According to a recent Forrester report, hyperscale cloud providers are in a better position to control a larger portion of enterprise IT budgets because they have transitioned from providing infrastructure services that are industry-neutral to offering a variety of industry-specific, vertically integrated services.
For business software requirements, IT decision-makers now have the option of committing to a megavendor or collaborating with a fragmented variety of independent service providers.
According to Forrester’s report, customers who previously depended on third-party suppliers for cyber, data, machine learning, and other technology solutions will be able to access many of these features via their CSPs.
The expansion of cloud spending to include services and goods that would otherwise be purchased from secondary suppliers is projected to increase CSPs’ share of IT budgets.
This transformation is being driven by various sources.

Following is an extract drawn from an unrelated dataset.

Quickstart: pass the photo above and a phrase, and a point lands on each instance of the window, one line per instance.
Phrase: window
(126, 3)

According to Forrester, hyperscalers are converting a once-bilateral relationship into a trilateral one in which the CSP acts as “kingmaker” through collaborations with systems integration firms, like Microsoft’s recent agreement with Kyndryl.
According to the survey, CSPs have switched to developing their own sector-specific cloud products in the previous three years since the general-purpose cloud market has reached saturation.
This transition is shown in the collaborations between Google Cloud and Ford, AWS and NASDAQ and Goldman Sachs, and Microsoft Cloud for Financial Services, which will be added to the company’s portfolio in November 2021.
It’s a typical capitalism dynamic, according to Crawford. The larger scale companies—in this case, the CSPs—acquire those technologies to develop and grow their platform. Great teams of innovators create a notion that is useful to larger scale players in the industry. Synergy exists.
While this would place cloud users in a vulnerable position in comparison to CSPs, it might also make it more competitive on the market for hyperscalers.
According to Lee Sustar, principal analyst at Forrester, “Even hyperscalers have to rely on many partners to adapt their solutions to enterprise-class customers.” This forces the hyperscalers to turn over client revenue to [third-party vendors], but it is a lot better than having an account switch to a competitor.